Li ho visti live molte volte e in posti molto diversi tra loro. Li ho visti agli aperitivi del bar Straf, dietro il duomo di Milano, dove riuscivano a radunare tanta gente da bloccare letteralmente la strada di fronte al locale. Li ho visti al Blue Note di Milano, dove riuscirono a coinvolgere talmente il pubblico che furono tolti i tavolini di fronte al palco per permettere alla gente di ballare (cosa mai vista in un locale fra i più esclusivi al mondo per la musica jazz) e li ho visti su molti altri palchi, sotto i quali la gente non riusciva a stare ferma.

Li ho visti anche al mio matrimonio, dove ad un certo punto c’erano persone a torso nudo e bimbi in abito adamitico che ballavano furiosamente (era luglio, faceva caldissimo e, comunque, non sono fatti vostri quello che faccio al mio matrimonio!)

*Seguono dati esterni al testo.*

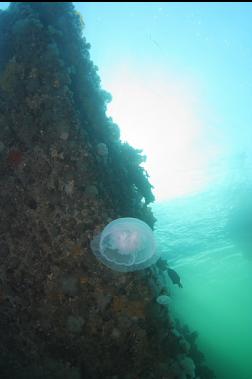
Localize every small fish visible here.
[167,268,183,288]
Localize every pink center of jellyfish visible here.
[91,217,159,272]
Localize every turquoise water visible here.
[154,186,252,379]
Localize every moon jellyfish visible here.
[91,217,159,272]
[156,295,171,305]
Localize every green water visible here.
[155,191,252,379]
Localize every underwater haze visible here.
[78,3,252,379]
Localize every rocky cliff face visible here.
[0,2,215,379]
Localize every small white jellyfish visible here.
[91,217,159,272]
[156,295,171,305]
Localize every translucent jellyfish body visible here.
[91,217,159,272]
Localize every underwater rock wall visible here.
[0,2,215,379]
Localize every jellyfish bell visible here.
[91,217,159,272]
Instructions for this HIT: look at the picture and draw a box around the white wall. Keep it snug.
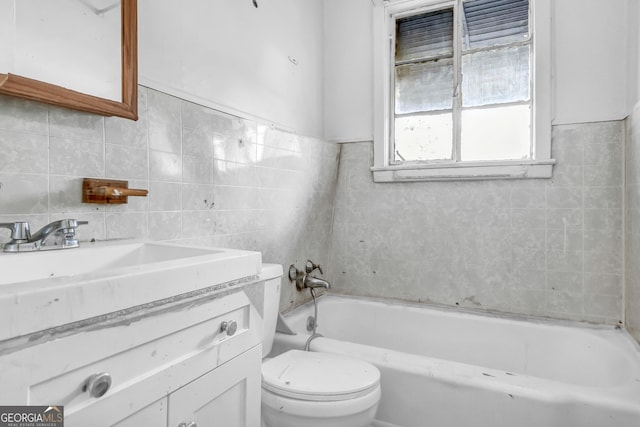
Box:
[324,0,373,141]
[553,0,630,124]
[325,0,638,141]
[138,0,324,136]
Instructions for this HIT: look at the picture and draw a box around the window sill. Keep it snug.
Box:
[371,159,555,182]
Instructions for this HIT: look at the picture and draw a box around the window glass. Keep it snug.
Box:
[462,45,531,107]
[393,113,453,162]
[395,59,453,114]
[460,104,531,161]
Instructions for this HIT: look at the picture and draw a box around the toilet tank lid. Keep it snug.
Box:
[262,350,380,401]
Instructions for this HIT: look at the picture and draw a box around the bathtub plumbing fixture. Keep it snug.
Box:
[289,259,331,351]
[0,219,89,252]
[289,260,331,291]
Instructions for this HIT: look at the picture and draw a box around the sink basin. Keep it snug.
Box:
[0,243,222,286]
[0,242,262,342]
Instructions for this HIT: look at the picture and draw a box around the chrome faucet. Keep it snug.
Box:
[303,275,331,290]
[289,260,331,291]
[0,219,89,252]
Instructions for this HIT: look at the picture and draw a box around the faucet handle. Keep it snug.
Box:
[0,221,31,242]
[304,259,324,274]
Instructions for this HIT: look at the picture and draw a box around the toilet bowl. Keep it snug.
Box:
[262,265,380,427]
[262,350,380,427]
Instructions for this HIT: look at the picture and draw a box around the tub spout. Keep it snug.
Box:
[304,276,331,290]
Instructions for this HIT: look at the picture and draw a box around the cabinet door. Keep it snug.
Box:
[111,398,167,427]
[169,345,262,427]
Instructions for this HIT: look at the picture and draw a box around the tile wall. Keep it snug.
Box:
[0,87,340,309]
[330,121,624,324]
[625,103,640,341]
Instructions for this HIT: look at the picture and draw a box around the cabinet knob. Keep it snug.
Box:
[82,372,111,398]
[220,320,238,336]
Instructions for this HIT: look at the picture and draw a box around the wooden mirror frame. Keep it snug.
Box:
[0,0,138,120]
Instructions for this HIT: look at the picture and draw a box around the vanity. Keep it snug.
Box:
[0,242,264,427]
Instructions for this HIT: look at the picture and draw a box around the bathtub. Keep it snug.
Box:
[273,295,640,427]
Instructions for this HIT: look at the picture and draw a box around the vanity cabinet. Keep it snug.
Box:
[0,283,263,427]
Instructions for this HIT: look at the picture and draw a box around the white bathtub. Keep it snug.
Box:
[274,296,640,427]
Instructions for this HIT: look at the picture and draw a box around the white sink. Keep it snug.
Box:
[0,242,262,341]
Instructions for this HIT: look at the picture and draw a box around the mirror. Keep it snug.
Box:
[0,0,138,120]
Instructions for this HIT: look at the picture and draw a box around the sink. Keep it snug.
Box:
[0,241,262,341]
[0,243,221,286]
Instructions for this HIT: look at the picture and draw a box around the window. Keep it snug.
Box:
[372,0,553,181]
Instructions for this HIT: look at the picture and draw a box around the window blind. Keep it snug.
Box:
[463,0,529,49]
[396,9,453,63]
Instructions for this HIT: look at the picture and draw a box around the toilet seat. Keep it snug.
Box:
[262,350,380,401]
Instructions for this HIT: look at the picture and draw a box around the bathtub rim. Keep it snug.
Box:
[280,292,640,357]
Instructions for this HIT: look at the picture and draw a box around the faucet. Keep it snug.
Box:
[289,260,331,291]
[302,275,331,290]
[0,219,89,252]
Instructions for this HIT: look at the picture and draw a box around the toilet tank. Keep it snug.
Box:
[260,264,282,358]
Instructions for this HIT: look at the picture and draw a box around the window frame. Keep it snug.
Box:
[371,0,555,182]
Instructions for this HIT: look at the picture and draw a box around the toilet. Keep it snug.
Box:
[262,264,380,427]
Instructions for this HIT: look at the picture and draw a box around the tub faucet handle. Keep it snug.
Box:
[304,259,324,274]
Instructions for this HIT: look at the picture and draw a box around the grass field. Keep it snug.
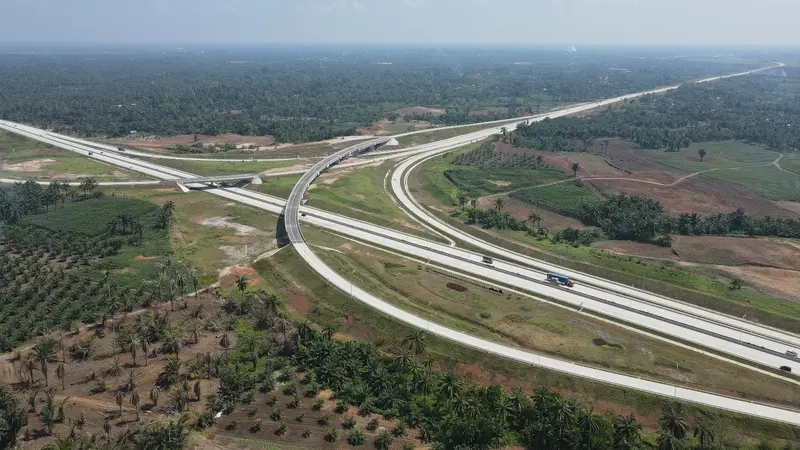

La prima volta che vidi Tannì, fu alla fiera di senigallia, in darsena a Milano, dove vendeva i didjeridoo che costruiva (e che ancora costruisce) rigorosamente a mano. Non sapevo ancora cosa fossero e mi chiedevo quanta mista servisse per caricare dei chiloom di quelle dimensioni. Poi capii che erano strumenti musicali.

Ricordo un’esibizione allo Straf in cui Gennaro, pur non stando tanto bene, suonò tutta la sera alla perfezione; un piede sulla cassa, l’altro sul charleston, una mano sul rullante, una sui tom, una sulle percussioni e una per bere un tè caldo mentre suonava. Pareva Vishnù.

Ezio si vede che arriva dal mondo del jazz più classico: quando suona è sempre molto composto, anche quando va sulla tastiera a velocità proibite dagli autovelox.

Come dicevo, loro dovrebbero fare tribal jazz, ma se ascoltate un loro album troverete pezzi come “Clito”, molto funky e con una cassa in 4/4 che fa invidia ad un gruppo di musica house

 

In “the product” collaborano con Vaitea e dj Skizo facendo un rap decisamente originale negli arrangiamenti (qui live con Andrea Braido)

In “côte d’azur” si fa avanti il mondo latinoamericano degnamente rappresentato dal maestro Gendrickson “Pucci” Mena

Mentre in “kusha” si ritrovano atmosfere mediorientali che pochi altri saprebbero ricreare così bene

Ecco, qui c’è un medley che riassume bene cosa aspettarsi da loro

Insomma, se volete girare il mondo avete due possibilità: Possedere tanta grana o possedere i loro album. Io ho scelto la seconda via.

Oggi però non commenterò il lato bassistico del gruppo. Questa è solo una sorta di “presentazione” in attesa dei nuovi lavori presto in uscita in cui si è intrufolato in pianta stabile anche Francesco Curatella, chitarrista acustico, elettrico ed elettronico visionario per cui ne sentiremo delle belle.